REGULATORY FACTORS INVOLVED IN FERROPTOSIS OF LIVER CANCER

Several regulators of ferroptosis have recently been identified in cancer cells. For example, GPX4, a unique member of selenium-dependent GSH peroxidase in mammals, plays a key role in inhibiting the production of lipid ROS during ferroptosis. Heat shock protein beta-1, a member of the chaperone molecule, regulates the dynamics of actin filaments and reduces iron absorption, thus promoting ferroptosis[72]. p53 was found to be a positive regulator of ferroptosis by inhibiting the expression of SLC7A11. It is known that the occurrence and development of liver cancer is regulated by a variety of cellular components and intracellular signaling pathways, but the detailed signal transduction pathways and key transcriptional regulatory factors related to ferroptosis in liver cancer are still under investigation[73]. Ferroptosis has shown great promise in the treatment of cancer, especially liver cancer.

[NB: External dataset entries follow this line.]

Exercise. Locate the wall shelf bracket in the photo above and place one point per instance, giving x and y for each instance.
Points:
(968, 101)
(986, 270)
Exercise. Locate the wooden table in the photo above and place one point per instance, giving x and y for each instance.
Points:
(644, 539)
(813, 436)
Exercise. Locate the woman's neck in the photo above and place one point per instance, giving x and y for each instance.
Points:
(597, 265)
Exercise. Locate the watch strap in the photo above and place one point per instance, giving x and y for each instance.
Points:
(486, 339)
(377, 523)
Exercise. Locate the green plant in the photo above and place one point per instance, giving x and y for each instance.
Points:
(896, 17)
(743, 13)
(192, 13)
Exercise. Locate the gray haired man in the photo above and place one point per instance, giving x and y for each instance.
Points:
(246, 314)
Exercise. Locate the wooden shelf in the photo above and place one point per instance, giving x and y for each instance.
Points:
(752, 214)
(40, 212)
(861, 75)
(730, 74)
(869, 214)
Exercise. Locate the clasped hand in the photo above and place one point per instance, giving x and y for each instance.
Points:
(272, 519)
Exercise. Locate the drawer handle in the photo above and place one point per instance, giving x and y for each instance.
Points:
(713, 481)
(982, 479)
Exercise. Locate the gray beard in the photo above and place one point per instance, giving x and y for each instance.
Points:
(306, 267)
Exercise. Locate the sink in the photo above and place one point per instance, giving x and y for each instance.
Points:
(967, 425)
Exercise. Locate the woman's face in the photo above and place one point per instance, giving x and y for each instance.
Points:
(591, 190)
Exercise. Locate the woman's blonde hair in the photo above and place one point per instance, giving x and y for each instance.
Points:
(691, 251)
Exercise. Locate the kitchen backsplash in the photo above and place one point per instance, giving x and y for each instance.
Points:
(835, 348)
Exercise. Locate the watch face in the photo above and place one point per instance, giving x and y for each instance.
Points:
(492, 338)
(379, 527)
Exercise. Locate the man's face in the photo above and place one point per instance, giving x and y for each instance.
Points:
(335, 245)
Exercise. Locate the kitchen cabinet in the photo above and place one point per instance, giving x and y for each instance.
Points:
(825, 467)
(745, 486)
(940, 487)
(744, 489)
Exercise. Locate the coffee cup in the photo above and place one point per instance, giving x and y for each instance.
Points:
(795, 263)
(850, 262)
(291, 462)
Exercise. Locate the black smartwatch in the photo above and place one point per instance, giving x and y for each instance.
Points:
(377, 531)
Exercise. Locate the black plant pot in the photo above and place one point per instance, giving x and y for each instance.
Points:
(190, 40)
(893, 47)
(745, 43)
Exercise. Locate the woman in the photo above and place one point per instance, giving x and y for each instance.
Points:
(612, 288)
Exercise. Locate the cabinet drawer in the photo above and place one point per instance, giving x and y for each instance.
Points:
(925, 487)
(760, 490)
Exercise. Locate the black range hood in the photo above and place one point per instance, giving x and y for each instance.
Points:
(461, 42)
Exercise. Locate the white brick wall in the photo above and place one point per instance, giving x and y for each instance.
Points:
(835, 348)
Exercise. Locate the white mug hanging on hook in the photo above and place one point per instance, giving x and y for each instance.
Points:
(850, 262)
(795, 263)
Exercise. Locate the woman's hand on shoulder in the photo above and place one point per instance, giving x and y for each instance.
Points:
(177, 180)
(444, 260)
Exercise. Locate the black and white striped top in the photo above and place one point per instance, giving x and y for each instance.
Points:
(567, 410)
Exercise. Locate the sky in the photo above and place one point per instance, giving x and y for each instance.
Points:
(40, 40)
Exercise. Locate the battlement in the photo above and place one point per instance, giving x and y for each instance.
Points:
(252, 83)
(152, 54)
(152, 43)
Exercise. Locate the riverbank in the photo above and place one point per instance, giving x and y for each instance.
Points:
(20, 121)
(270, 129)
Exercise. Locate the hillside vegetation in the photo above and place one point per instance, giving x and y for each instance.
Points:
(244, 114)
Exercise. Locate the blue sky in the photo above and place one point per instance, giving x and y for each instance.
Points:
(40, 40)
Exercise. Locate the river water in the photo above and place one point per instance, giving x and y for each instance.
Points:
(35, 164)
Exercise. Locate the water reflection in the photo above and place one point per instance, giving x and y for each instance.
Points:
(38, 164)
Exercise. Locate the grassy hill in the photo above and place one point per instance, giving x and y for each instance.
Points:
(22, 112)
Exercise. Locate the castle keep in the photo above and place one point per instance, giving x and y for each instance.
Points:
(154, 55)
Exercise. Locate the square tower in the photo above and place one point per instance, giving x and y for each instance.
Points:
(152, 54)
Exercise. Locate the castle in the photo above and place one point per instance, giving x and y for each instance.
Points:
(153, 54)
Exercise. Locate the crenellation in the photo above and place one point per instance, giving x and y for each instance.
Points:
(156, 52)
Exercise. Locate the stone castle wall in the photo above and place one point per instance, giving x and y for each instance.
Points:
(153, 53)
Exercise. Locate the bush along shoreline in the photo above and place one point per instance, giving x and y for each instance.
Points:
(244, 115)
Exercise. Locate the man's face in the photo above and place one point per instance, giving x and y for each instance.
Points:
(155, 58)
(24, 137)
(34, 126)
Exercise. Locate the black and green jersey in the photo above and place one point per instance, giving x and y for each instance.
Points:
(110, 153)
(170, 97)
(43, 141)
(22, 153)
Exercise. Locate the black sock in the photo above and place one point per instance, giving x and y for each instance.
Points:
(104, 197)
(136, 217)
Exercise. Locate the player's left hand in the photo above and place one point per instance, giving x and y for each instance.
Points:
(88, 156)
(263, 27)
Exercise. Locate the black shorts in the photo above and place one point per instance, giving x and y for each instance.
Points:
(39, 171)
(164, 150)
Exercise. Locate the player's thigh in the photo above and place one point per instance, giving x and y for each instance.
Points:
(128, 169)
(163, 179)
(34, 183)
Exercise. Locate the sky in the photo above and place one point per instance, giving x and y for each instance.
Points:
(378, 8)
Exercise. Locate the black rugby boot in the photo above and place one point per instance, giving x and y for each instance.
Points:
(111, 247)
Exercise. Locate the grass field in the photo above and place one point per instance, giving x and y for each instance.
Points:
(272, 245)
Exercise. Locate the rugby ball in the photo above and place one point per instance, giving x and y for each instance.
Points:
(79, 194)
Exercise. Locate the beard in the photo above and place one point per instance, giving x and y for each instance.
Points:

Activation of the P62-Keap1-Nucleotide erythroid 2 phase related nucleotide 2 pathway inhibits ferroptosis in HCC cells

Nucleotide erythroid 2 phase related nucleotide 2 (NRF2) is a key regulator of antioxidant reaction. Under unstressed conditions, low levels of NRF2 are maintained primarily by proteasomal degradation mediated by Kelch-like ECH associated egg White 1 (Keap1)[74]. Affected by the type and stage of cancer, NRF2 plays a dual role in the prevention or treatment of cancer. For example, NRF2 prevents the development of carcinogenic processes mediated by chemical carcinogens or oncogenes; however, if the cancer has been transformed, NRF2 will accelerate the progression of cancer. Overexpression of NRF2 inhibits apoptosis and promotes chemical resistance in several cancers. The p62-Keap1-NRF2 pathway has been shown to play a central role in protecting liver cancer cells from ferroptosis by upregulating several fundamental factors involved in iron and ROS metabolism [quinoneoxydegenase 1 (NQO1), heme oxygenase 1 (HO1), and ferritin heavy chain 1 (FTH1)]. When exposed to compounds that induce ferroptosis, such as erastin, Sorafenib, and butylthiionine sulfoxide, p62 expression prevents NRF2 degradation and enhances subsequent NRF2 nuclear accumulation. In addition, nuclear NRF2 interacts with the transcriptional coactivator small v-maf to activate the transcription of NQO1, HO1 and FTH1[75-77]. Because knockdowns of NQO1, HO1, and FTH1 inhibit the growth of liver cancer cells after ferroptosis, these NRF2 target groups are negative regulators of ferroptosis. Because Knockdowns of p62, NQO1, HO1 and FTH1 in HCC cells promoted erastin and sorafenib induced ferroptosis. Meanwhile, gene or drug inhibition of NRF2 expression/activity in HCC cells enhanced the anticancer activity of erastin and Sorafenib in vitro and xenograft tumor models. All these confirm that NRF2 status is one of the key factors in determining the response of liver cancer cells to ferroptosis targeted therapy[78]. The functional characteristics of P62-Keap1-NRF2 pathway in ferroptosis may provide a new idea for the treatment of liver cancer (Figure 2).

Figure 2
Figure 2 Anti-liver cancer therapy by targeting ferroptosis. Created with BioRender.com. FAT: Fatty acid translocase; FATP: Fatty acid transport protein; AA: Amino acid; RAS: Rats arcomaviral oncogene; NAPDH: Nicotinamide adenine dinucleotide phosphate hydrogen; ROS: Reactive oxygen species; RAF: Rapidly accelerated fibrosarcoma; GSH: Glutathione.
Protective effect of S1R on ferroptosis in HCC cells

S1R is a non-opioid receptor protein. In addition to the central nervous system, S1R is also found in liver, pancreas, and cancer cells. Recent studies have reported that S1R may inhibit ROS production in many organs by activating antioxidant response elements and reducing oxidized GSH and glutamate. Previous studies have shown that S1R regulates ROS by regulating the NRF2-Keap1 pathway and the cysteine/glutamate reverse exchange Xc-system, both of which are critical for ferroptosis. Studies[79-81] have confirmed that inhibiting S1R can regulate GPX4, iron metabolism and ROS accumulation, and can significantly block the increase of FTH1 and TFR1 induced by erastin and Sorafenib, suggesting that S1R negatively regulates iron metabolism to prevent ROS accumulation. Inhibition of S1R was found to enhance the anticancer effect of sorafenib on HCC cells in vitro and in vivo. In addition to causing the accumulation of ROS, iron overload in the liver is also a carcinogenic factor that regulates the immune system[82]. Therefore, iron may also play a dual role in liver cancer development and cancer cell death.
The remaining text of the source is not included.